Rather than ignoring your negative emotions, try four way of seeing them in a new light.
Workplace drama is nothing new; it’s something you’ve been dealing with from your first job as a pizza boy to your executive role now. The names and faces change along the way, but more likely than not, these are the same feelings that surfaced in the past with testy coworkers.
Your emotions– heightened during this dark, cold time of the year– are always edging you towards a more authentic way of living, a life that feels good to you. If you are willing to pay attention, these emotions show you the path to better leadership and stronger relationships. Here are four common emotions sparked by workplace woes, accompanied by ways to leverage them in your favor.
- It is a word thrown around by doctors and advertisers these days. As commonplace as it has become, anxiety is a mental state to be taken seriously, for it may lead to depression and suicidal thoughts at its extreme expression. The next time you become acutely aware of this emotion in your life, take a moment to step back and look for its cause. Anxiety occurs when you are afraid of something, but you don’t know what you are afraid of or why you are afraid of it. The only way to discover the root of your anxiety is to examine your life honestly.In acute moments of stress, your amygdala (the “lizard brain”) does a great job of pumping out cortisol and adrenaline, leaving little else on your mind than the ability to fight, flight or freeze. However, after a stressful incident, if you notice a persistent feeling of dread, a nagging feeling of apprehension. You are experiencing anxiety, and it is time to capitalize on this emotion. Anxiety exists as a result of a biological adaptation to help you focus on the task at hand, heighten your senses and respond to the “danger” you are faced with. If you find your anxiety lasts more than a day, say even several weeks or months, it would be beneficial to look at the cause and begin to work on removing that stressor from your life. A professional counselor or coach is best suited to help you with chronic anxiety. The next time you are feeling acutely anxious, try to focus on a difficult task such as one you have been putting off because the solutions so far have proved futile, or the task is boring.

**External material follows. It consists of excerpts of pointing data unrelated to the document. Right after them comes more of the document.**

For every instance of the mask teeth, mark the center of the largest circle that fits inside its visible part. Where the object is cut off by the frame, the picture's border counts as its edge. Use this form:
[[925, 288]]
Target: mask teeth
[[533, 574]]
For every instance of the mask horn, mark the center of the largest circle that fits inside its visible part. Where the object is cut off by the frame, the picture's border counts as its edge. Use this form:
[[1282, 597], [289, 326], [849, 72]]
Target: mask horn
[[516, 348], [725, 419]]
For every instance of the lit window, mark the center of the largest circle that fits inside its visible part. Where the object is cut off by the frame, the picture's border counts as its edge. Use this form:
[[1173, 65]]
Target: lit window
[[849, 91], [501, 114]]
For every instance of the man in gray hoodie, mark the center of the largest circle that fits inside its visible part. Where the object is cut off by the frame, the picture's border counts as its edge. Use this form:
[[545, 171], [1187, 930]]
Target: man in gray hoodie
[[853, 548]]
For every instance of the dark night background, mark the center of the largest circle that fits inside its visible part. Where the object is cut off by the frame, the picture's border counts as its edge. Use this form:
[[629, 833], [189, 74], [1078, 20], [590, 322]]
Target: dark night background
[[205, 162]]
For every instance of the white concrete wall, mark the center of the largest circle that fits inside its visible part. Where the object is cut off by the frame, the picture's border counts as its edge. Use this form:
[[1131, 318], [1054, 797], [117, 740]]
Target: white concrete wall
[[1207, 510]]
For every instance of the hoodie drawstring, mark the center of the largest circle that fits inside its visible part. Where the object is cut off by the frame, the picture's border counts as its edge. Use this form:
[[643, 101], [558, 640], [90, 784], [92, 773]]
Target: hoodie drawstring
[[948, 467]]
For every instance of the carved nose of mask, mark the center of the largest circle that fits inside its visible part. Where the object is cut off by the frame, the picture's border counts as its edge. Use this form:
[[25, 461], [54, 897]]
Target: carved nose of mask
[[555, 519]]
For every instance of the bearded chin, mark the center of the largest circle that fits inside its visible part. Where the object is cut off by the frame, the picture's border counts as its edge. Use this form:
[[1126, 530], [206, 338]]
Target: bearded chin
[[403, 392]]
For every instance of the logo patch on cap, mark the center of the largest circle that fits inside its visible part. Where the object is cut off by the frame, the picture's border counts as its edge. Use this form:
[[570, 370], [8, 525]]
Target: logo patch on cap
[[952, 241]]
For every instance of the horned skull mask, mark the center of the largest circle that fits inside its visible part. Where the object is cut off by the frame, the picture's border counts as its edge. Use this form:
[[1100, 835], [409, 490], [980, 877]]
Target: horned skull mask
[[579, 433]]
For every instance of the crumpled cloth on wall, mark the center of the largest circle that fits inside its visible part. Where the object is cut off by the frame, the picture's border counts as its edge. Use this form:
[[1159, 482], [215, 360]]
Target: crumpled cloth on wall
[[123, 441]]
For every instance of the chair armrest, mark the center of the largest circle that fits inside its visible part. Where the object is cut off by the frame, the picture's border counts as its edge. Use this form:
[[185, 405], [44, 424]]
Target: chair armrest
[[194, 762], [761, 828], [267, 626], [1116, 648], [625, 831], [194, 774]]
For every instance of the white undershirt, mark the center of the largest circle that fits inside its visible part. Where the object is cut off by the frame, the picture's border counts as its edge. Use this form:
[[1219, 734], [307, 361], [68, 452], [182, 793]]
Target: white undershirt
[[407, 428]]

- Shame. Women out there have way too much experience with this emotion, but it affects men too. Author and researcher Brené Brown is the queen of shame-speak, but in short, you feel shameful when you have failed to conform to accepted social norms. The next time you yell a little too loudly on the phone, spill wine at a social or say something you regret, crawl out from your rock and savor the shame. It is there to engender a deep memory surrounding a situation. This helps you learn from that experience so you do not repeat your ‘socially unacceptable’ actions again.
- Psychologically, this emotion is separate and distinct from jealously, even though the two are commonly conflated. Think more “wicked witch” in Snow White and less “stepsisters” in Cinderella. Envy is that little twinge of “I WANT” when you see someone drive by in a new Tesla, or when a friend from law school makes partner at your firm before you do. Rather than letting envy consume you to the point you do something you regret (i.e. go into debt to out-drive Mr. Tesla or bad mouth your friend), try using the emotion to your advantage. Envy alerts us to the things we really want in life, and when we know this valuable information, we can look at why we want these things, which is possibly the most valuable information a person can glean from their emotions. Knowing the why gives you a goal to work towards, whether it is a new car or a new gratitude practice AND a new car (because what good is a new car if you don’t appreciate it?)
- Disclaimer: Anger is my favorite ‘bad’ emotion. It makes me get off my butt and do something. Anger alerts me immediately that something is not working. The clarity that comes out of this emotion feels amazing. The next time you feel your stomach cramping, chest tightening and jaw clenching, try to remember the real treat coming after the anger subsides: a laser-focused plan of action and the energy to carry through with your plan. Hint: the more you let go and feel the emotion, the more amazing the things that are going to come out of your rage. If this means taking a trip to your car during lunch to scream or punching a pillow, go for it. As long as you are not involving others in your anger, this emotion can be a powerful driver of change and improvement in your life.
Right now, we are stuck in the lull beyond the winter holiday season, which is full of new demands, new numbers to hit, new clients to please and lots of emotions. Rather than succumbing to the negativity of a bad day, attempt to look at the benefits your brain is biologically prepped to receive from these ‘bad’ feelings.